In a joint press conference, US President Joe Biden, Australian Prime Minister Scott Morrison and British Prime Minister Boris Johnson have announced a new trilateral partnership dubbed ‘AUKUS’. 

The new partnership is intended to strengthen the military presence and operability of allies in the Indo-Pacific.

It will see Australia obtain nuclear submarines for the first time, in a move that is expected to send a strong message to China about regional capabilities. 

Mr Morrison says the new submarines will be built in Adelaide, but without establishing a civil nuclear industry. 

“The future of the Indo-Pacific will impact all our futures. To meet these challenges, to help deliver the security and stability our region needs, we must now take our partnership to a new level,” Mr Morrison said.

“The first major initiative of AUKUS will be to deliver a nuclear-powered submarine fleet for Australia.

“Over the next 18 months, we will work together to seek to determine the best way forward to achieve this. This will include an intense examination of what we need to do to exercise our nuclear stewardship responsibilities here in Australia.”

It is only the second time the US has shared its military nuclear technology, the first being a deal with the UK in 1958. 

“We see this as a very rare engagement between Australia, Great Britain and the US,” a White House official has told reporters

“We’ve done this only once 70 years ago, with Great Britain. The technology is extremely sensitive and is a major exemption to the usual policy. This is a one-off.”

The deal means Australia’s $90 billion contract with French shipbuilder Naval Group is likely to be scrapped.

The French deal was one of the world's most lucrative defence agreements. It has been beset by issues and delays due to Canberra's requirement that the majority of the manufacturing and components be sourced locally.

The plan was to create a diesel-electric version of Naval Group's 5,000-tonne Barracuda nuclear-powered submarine by removing its reactors and installing diesel units. 

Australia will now switch to an American-made nuclear-powered submarine.

The British government is expected to support Australia with reactor technology locally.

There are also some suggestions that the US is planning to operate some of its Virginia class nuclear-powered submarines out of Perth's naval base, HMAS Stirling.

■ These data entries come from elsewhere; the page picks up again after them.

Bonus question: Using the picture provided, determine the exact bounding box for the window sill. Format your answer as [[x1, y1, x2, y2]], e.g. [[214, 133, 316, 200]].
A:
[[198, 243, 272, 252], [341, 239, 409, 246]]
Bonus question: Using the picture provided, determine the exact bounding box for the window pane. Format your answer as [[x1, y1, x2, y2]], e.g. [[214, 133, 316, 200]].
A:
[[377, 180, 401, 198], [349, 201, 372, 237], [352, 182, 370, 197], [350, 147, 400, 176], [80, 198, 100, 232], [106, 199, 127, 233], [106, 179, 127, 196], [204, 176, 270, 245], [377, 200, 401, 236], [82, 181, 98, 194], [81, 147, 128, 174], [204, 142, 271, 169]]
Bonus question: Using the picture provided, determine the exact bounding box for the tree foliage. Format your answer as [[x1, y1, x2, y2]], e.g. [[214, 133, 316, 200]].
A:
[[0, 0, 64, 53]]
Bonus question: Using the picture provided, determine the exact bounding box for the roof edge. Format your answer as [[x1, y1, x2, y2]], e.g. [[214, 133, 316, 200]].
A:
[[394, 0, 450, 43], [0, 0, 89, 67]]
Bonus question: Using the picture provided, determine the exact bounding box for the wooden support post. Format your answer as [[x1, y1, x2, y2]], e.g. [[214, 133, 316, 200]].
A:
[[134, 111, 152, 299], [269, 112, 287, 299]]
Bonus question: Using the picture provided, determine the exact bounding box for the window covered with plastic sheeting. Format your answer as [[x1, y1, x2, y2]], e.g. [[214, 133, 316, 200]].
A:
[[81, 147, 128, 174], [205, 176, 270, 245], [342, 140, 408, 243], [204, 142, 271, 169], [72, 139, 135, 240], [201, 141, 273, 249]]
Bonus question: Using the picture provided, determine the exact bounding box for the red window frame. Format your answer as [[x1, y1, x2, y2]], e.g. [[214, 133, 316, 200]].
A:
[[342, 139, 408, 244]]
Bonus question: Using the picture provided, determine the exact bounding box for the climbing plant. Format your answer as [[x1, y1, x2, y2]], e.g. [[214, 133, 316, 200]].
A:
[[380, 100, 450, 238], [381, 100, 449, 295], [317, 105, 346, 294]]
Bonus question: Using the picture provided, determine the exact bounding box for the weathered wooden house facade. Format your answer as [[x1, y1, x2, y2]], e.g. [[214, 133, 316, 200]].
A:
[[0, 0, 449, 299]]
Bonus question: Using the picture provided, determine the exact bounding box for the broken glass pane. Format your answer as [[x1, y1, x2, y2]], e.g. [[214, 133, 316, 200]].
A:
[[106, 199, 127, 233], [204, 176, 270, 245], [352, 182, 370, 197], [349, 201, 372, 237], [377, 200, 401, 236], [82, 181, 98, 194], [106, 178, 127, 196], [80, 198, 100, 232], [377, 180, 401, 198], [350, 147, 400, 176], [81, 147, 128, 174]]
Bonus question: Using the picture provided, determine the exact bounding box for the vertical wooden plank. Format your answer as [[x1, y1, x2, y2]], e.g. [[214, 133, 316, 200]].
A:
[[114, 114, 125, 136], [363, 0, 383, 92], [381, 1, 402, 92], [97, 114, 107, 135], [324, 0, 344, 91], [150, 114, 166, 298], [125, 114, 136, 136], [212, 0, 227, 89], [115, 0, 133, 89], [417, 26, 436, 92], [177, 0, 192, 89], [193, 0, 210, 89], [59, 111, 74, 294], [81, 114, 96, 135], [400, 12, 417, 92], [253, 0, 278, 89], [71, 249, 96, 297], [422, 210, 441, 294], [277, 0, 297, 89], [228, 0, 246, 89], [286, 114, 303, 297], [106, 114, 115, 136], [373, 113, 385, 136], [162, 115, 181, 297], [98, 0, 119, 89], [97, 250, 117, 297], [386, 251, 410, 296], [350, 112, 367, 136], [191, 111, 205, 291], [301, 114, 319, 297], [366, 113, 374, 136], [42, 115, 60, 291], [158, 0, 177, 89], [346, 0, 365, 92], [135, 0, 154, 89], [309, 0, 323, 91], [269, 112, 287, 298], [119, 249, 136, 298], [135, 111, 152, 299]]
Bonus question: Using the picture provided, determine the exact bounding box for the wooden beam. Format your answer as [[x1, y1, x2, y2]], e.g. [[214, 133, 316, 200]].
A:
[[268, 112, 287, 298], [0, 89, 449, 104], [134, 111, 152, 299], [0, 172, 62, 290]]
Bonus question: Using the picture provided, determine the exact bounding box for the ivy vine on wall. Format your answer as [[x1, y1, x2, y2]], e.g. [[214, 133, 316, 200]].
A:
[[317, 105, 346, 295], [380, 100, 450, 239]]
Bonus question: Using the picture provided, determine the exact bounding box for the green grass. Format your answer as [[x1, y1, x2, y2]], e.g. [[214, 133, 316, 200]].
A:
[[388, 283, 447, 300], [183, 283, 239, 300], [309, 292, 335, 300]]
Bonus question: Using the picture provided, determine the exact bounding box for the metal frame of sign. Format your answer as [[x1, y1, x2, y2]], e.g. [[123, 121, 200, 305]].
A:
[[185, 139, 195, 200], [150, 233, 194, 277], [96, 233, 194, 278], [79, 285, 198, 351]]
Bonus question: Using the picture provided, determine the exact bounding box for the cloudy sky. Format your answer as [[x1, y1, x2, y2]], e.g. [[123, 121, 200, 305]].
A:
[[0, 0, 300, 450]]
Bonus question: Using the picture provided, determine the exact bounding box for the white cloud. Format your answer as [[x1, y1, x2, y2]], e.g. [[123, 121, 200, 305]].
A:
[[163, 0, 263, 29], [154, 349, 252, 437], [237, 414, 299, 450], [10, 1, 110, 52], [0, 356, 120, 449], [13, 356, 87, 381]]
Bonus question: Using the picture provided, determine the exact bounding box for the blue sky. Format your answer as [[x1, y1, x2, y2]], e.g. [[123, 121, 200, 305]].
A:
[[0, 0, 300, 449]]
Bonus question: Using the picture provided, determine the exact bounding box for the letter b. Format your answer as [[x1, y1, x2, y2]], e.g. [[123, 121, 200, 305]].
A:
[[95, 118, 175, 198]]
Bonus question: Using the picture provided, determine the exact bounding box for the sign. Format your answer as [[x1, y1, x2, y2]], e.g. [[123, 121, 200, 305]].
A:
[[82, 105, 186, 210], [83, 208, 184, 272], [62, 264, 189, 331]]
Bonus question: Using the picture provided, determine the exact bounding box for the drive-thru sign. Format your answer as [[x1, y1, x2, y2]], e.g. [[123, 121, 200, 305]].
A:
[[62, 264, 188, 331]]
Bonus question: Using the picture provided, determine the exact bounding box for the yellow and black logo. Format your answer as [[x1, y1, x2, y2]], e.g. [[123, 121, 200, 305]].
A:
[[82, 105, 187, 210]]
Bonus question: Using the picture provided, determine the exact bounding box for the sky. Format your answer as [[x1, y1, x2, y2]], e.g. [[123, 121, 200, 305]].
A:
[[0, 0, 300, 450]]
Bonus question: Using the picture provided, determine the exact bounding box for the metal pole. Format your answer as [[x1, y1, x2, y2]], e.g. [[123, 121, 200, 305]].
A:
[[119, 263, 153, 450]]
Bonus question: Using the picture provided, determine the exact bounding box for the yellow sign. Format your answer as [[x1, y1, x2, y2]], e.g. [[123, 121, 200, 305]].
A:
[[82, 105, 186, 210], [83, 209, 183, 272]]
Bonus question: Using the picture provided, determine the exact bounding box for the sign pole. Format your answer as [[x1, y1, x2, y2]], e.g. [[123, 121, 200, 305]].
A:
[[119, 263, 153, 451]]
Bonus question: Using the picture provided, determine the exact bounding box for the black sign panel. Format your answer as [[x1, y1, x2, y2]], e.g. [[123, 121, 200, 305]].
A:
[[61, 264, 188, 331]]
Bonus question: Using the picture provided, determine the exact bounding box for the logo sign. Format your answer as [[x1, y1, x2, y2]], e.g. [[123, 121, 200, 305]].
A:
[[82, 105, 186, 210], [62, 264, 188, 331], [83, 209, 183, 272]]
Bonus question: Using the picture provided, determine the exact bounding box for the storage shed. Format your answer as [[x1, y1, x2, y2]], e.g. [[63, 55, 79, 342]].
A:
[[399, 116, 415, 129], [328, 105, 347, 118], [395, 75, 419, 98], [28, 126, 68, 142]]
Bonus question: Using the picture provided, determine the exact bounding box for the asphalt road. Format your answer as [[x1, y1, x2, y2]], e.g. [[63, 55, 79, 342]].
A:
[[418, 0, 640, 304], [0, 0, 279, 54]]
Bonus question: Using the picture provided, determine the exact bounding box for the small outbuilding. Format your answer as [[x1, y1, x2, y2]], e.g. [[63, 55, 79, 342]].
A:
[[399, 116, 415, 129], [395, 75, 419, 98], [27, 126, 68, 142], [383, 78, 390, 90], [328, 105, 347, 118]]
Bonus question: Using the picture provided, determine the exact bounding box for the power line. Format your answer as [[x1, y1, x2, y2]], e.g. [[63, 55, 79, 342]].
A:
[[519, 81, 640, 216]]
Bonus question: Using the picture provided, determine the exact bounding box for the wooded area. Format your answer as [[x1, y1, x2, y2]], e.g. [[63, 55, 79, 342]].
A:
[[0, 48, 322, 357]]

The previous plan with Naval Group would have seen 12 submarines built in Adelaide, but with the submarines now to be built in the US, Adelaide is expected to retain deep maintenance duties on the Collins class submarines, rather than see it shift to Perth.

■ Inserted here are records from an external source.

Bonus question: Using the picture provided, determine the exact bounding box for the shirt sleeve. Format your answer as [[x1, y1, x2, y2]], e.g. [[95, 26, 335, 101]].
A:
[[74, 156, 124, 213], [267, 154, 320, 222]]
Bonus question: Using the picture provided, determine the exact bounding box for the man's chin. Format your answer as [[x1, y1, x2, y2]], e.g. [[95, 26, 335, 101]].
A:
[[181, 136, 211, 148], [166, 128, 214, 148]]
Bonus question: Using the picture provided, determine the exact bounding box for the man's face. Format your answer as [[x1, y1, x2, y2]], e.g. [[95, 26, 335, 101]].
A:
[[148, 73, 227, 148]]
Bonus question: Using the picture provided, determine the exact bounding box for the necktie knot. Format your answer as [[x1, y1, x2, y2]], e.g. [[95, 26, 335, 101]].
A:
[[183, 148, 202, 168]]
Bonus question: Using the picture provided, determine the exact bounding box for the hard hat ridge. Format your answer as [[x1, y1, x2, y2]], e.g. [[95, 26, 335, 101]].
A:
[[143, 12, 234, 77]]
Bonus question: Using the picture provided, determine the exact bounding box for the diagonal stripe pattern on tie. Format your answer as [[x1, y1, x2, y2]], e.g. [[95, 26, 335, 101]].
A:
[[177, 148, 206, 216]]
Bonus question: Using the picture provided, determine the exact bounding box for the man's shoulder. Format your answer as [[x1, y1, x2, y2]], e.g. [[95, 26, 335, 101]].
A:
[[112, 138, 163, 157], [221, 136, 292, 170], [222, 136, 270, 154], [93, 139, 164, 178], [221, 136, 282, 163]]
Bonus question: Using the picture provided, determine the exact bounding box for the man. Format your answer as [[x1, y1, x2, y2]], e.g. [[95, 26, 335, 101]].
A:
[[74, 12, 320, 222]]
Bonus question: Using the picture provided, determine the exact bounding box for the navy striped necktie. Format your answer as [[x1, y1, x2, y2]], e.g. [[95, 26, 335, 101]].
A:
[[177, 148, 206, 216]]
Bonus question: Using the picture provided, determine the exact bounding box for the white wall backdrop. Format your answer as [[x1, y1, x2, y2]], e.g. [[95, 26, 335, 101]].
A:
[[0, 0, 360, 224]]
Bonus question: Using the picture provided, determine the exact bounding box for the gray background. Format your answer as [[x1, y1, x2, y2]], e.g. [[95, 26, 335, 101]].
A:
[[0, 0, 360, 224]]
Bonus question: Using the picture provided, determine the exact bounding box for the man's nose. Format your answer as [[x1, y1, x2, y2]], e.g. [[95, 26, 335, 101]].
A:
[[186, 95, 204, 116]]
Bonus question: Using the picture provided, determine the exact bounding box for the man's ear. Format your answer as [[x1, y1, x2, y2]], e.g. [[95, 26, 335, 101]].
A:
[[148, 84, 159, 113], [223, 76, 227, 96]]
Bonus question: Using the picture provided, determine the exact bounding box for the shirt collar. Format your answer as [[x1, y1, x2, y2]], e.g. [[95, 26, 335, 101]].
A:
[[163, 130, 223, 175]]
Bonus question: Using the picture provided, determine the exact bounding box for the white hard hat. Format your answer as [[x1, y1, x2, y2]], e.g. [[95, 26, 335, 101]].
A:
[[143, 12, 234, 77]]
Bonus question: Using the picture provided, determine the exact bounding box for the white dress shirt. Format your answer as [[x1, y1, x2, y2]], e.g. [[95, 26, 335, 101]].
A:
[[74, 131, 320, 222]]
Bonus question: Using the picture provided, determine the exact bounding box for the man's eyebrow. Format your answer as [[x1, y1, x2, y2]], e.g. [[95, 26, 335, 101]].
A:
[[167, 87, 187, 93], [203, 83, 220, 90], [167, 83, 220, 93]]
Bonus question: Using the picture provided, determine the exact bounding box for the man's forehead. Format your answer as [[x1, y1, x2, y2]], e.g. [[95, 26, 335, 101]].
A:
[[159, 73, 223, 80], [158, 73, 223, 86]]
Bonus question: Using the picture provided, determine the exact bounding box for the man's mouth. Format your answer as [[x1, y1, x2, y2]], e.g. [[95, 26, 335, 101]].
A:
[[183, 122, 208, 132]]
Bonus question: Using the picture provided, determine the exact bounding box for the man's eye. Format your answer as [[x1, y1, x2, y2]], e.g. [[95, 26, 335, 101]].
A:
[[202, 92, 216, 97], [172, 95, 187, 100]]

Terminating the French contract is expected to cost taxpayers up to $400 million.

Independent Senator Rex Patrick, a former Navy submariner, says Australia will have serious troubles trying to run nuclear submarines because it does not have adequate experience with nuclear technology.

“Acquiring, operating and maintaining a nuclear submarine fleet without a domestic nuclear power industry is a challenge that must not be underestimated,” he said. 

“The nuclear safety and non-proliferation safeguards issues are unquestionably complex and likely to be controversial.   

“This proposed project would also most likely require new treaty level agreements with the United States and/or the United Kingdom, requiring Congressional and Parliamentary approval.

“There are many significant issues that will need to be properly considered and I fear that they haven’t yet.

“The Senate Foreign Affairs, Defence and Trade References Committee will need to undertake a wide ranging and rigorous inquiry to inform Government, Opposition, the Parliament and most importantly the Australian people before the next election.

“It’s a huge decision, taken as a consequence of an absolute procurement shambles by the Turnbull and Morrison Liberal Governments.

“We don’t want an even bigger repeat of that failure and this massive project should not proceed further without full transparency and scrutiny.”